- If the records of R and S are physically sorted by value of the join attributes AandB, respectively, the join can be implemented in the most efficient way possible.
- Both files are scanned concurrently in order of the join attributes, matching the records that have the same values for A and B.
- One cursor is maintained per table and the cursor moves forward.
- If the files are not sorted, they may be sorted first by using external sorting. In this method, pairs of file blocks are copied into memory buffers in order and the records of each file are scanned only once each for matching with the other file unless both A and B are non-key attributes, in which case the method needs to be modified slightly
Sort-Merge Join Algorithm:
R(i) refers to the ith record in file R.
S(j) refers to jth record in file S
sort the tuples in R on attribute A; //assume R has n tuples (records)

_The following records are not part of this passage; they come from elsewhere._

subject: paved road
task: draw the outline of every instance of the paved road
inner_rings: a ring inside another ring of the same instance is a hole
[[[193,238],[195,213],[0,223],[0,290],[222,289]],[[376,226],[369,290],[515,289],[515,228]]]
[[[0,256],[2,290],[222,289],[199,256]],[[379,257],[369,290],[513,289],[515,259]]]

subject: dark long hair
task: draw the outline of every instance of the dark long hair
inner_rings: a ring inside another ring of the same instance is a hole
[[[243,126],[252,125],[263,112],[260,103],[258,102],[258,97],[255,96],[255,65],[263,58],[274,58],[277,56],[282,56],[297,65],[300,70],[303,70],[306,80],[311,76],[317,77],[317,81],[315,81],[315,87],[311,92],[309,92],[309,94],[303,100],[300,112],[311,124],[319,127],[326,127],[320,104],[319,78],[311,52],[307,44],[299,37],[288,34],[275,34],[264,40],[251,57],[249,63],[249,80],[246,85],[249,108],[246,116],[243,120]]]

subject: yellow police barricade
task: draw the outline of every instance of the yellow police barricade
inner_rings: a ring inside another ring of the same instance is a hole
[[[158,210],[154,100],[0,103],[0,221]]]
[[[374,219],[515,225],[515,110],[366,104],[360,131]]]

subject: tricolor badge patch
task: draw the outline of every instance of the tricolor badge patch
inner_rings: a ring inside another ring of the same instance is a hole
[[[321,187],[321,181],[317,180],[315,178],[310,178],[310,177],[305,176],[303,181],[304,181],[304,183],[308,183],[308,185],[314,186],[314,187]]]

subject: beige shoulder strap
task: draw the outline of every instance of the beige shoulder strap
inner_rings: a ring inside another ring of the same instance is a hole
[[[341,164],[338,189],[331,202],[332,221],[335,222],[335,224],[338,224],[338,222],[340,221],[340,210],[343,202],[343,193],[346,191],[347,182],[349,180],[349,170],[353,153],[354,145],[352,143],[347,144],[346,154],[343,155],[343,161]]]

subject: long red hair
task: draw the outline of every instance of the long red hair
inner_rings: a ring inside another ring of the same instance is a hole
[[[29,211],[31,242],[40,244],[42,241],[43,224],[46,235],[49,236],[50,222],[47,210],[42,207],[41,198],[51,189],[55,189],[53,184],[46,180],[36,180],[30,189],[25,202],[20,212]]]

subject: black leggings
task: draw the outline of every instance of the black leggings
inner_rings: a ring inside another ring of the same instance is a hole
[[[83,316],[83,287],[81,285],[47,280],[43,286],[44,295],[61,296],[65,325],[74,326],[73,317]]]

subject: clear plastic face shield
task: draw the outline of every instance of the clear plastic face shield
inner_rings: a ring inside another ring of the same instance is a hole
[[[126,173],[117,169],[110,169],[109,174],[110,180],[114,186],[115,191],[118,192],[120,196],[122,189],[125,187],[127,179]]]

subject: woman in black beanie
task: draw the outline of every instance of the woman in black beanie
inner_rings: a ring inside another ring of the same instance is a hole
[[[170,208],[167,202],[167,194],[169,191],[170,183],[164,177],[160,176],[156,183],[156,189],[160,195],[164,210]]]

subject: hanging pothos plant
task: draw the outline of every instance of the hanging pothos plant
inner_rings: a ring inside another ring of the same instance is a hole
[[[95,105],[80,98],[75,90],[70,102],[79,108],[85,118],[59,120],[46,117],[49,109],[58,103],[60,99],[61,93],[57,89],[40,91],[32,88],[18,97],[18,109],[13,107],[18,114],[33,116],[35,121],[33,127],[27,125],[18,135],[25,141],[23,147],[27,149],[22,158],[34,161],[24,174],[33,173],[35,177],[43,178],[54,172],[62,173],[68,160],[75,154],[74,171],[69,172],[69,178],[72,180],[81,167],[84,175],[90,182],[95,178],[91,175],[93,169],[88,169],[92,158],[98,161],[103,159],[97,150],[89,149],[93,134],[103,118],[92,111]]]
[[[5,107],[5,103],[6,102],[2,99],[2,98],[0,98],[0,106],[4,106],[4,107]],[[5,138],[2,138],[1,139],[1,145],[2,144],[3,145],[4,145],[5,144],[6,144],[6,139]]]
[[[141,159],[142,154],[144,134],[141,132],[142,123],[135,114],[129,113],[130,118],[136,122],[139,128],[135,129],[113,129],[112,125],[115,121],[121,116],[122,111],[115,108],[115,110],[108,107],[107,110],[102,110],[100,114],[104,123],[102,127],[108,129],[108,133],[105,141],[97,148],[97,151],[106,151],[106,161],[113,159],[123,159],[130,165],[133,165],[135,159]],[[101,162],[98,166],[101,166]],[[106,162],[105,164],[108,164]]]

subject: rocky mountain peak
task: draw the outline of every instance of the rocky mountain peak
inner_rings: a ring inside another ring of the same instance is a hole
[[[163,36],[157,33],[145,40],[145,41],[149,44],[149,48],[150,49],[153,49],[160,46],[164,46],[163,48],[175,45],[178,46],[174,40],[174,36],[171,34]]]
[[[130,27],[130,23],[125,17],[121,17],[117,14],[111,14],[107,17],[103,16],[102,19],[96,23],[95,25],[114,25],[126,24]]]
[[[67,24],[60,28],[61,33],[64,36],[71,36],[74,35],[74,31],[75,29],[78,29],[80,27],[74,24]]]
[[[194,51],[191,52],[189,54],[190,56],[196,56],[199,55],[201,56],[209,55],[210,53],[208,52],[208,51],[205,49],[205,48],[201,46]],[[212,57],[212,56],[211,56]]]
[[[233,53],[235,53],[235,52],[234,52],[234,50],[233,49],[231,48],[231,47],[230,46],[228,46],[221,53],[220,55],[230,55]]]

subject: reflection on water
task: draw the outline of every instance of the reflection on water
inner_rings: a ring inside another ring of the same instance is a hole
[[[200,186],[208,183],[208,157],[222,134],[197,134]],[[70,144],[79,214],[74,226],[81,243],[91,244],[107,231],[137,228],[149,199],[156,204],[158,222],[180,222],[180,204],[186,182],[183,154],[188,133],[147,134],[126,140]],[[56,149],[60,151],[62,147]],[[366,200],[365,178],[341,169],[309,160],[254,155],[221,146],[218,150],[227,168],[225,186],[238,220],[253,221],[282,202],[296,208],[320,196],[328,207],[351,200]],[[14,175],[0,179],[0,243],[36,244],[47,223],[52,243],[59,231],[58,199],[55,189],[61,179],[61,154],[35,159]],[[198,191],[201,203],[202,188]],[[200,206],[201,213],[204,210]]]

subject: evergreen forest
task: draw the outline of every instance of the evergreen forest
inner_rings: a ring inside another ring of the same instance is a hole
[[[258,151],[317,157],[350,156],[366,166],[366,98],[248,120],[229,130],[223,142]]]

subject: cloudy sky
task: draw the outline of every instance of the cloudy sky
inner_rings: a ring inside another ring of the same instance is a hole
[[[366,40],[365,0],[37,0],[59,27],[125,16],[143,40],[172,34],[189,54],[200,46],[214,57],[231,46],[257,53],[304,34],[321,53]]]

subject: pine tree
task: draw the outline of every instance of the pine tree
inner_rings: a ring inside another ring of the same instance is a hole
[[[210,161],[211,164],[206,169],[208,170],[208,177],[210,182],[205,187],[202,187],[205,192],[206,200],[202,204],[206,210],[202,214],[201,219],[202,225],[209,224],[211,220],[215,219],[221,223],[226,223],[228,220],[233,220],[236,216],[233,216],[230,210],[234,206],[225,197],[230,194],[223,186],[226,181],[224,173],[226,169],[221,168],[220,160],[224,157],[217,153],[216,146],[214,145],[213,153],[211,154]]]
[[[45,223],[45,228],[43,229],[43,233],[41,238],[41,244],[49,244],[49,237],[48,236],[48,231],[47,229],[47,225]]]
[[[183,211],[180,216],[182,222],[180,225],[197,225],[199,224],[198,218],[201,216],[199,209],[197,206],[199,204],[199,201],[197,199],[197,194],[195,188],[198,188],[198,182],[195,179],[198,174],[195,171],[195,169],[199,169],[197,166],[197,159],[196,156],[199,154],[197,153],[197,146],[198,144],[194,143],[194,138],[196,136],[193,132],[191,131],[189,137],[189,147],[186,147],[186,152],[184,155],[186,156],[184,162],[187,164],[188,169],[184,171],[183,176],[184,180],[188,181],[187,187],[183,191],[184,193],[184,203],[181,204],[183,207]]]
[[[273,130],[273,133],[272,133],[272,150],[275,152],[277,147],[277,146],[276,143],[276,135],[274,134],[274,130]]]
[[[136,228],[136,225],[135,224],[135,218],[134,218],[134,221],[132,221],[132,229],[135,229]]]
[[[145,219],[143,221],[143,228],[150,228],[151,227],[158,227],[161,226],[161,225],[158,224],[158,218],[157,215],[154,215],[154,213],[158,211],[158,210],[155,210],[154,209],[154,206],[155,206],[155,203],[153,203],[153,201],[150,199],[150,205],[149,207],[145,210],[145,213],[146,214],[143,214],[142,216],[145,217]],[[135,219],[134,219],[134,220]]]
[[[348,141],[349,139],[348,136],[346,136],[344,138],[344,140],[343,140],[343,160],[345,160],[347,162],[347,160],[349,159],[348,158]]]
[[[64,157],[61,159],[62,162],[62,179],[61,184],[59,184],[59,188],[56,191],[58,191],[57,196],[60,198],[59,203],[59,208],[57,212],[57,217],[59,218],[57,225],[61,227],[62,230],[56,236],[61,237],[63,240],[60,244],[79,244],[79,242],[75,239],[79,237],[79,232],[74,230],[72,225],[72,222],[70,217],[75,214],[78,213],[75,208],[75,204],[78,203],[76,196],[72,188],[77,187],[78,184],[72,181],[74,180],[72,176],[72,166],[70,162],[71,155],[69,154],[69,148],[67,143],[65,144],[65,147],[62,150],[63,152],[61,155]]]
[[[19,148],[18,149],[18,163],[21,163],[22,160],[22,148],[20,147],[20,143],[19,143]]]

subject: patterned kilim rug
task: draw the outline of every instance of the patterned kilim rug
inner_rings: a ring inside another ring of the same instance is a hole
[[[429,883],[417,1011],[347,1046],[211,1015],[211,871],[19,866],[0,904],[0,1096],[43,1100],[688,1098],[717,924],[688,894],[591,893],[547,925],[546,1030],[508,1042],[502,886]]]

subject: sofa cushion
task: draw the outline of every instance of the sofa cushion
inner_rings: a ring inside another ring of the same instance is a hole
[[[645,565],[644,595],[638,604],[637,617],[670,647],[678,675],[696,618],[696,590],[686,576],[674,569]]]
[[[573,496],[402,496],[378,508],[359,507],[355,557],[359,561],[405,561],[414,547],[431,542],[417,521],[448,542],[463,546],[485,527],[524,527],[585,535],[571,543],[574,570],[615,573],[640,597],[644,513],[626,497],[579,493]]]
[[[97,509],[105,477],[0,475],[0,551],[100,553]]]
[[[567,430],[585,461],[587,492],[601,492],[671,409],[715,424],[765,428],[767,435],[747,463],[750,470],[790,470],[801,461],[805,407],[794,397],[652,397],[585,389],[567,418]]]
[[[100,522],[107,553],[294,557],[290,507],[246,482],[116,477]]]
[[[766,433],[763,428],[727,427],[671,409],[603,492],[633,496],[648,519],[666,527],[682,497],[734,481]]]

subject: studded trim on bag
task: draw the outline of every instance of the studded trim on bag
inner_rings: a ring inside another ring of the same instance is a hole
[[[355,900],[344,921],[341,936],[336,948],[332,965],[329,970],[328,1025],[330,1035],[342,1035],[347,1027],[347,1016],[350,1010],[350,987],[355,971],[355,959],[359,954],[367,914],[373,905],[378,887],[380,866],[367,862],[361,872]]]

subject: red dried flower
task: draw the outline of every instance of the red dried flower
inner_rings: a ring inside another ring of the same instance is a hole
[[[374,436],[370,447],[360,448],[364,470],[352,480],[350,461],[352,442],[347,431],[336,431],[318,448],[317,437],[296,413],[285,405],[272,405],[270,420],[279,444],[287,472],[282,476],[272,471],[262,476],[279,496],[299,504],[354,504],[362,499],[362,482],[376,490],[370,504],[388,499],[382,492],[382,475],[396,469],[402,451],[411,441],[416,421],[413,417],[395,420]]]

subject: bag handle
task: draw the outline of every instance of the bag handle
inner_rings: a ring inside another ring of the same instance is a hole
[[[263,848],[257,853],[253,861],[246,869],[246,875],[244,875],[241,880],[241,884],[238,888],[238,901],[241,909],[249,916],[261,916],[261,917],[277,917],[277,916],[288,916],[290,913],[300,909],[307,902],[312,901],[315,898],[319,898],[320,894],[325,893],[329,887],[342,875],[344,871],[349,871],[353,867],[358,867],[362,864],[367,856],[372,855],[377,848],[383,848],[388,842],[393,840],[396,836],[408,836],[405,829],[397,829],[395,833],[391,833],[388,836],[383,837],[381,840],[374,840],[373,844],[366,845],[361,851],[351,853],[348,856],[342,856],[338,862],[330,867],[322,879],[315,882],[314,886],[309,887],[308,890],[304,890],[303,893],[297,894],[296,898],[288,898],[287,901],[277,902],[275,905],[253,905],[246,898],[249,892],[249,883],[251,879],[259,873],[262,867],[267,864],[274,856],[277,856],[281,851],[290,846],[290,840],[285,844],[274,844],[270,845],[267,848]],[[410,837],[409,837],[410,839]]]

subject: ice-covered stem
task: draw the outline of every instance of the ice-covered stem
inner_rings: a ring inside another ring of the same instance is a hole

sort the tuples in S on attribute B; //assume S has m tuples (records)
seti ← 1, j ← 1;
while (i ≤ n) and (j ≤ m)
do {
if R(i)[A] > S(j)[B]
then set j ← j + 1
elseif R(i)[A] < S(j)[B]
then set i ← i + 1
else {
output the combined tuple <R(i), S(j)> to T;
//R(i)[A] = S(j)[B], so we output a matched tuple *)
(* output other tuples that match R(i), if any *)
set I ← j + 1;
while (l ≤ m) and (R(i)[A] = S(l)[B])
do
{ output the combined tuple <R(i), S(l)> to T;
set l ← l + 1
}
(* output other tuples that match S(j), if any *)
set k ← i + 1;
while (k ≤ n) and (R(k)[A] = S(j)[B])
do
{ output the combined tuple <R(k), S(j)> to T;
set k ← k + 1
}
seti ← k, j ← l
}
}
Best Case Cost: (M+N) when already sorted.